Gay Relationships: Sex-Starved Gay Male Couples - The Untold Secret
Posted: 14 Feb 2010 10:15 PM PST
Sex-Starved Gay Male Couples - The Untold SecretGay male couples feel a lot of pressure to remain sexually fresh, new, and exciting.That’s the popular stereotype. “All gay men love sex and have it a lot” trumpets the popular press. “If I were gay,” straight men joke, “I would be having sex all the time with my partner! Guys always want it!”
So gay couples think that other gay couples are enjoying all kinds of adventurous sex. After all, aren’t men, gay men in particular, supposed to be sexually open and alive? But this is often not the case at all.
Gay male couples in long-term relationships (LTRs) in my office complain that they haven’t been sexual for long periods of time—sometimes years. They tell me that they’ve agreed to get sex outside their relationship, or they are only sexual with each other when it involves a third man.
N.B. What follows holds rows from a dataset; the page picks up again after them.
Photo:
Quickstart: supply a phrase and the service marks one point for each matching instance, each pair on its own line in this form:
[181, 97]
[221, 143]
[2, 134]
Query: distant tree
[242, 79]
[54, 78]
These partners question if they are really right for each other, if they’re unable to keep sex alive between just the two of them. I’m quick to reassure them this problem is more common than they think. It isn’t only gay couples’ for whom sexual activity tapers off after their initial “honeymoon” period. For both gays and straights, sexual excitement wanes after the first two or three years.
Romantic Love . . . This stage of love is only the doorway to the relationship with a new partner. In this stage, people often report feeling drugged. If originally depressed, they feel less so. If suffering from some addiction, they may experience diminished craving or feel entirely “cured.” But love’s a stimulant, too: People find they can suddenly operate on a lot less sleep; and a sluggish libido will ratchet up to match a partner’s higher sex drive.
New lovers feel an elation, exhilaration, and euphoria mostly due to their bloodstreams being flooded with chemical cousins of amphetamines such as phenylethalimine (or PEA), dopamine, norepinephrine—all natural stimulants and painkillers. So if they feel drugged, it’s because they are!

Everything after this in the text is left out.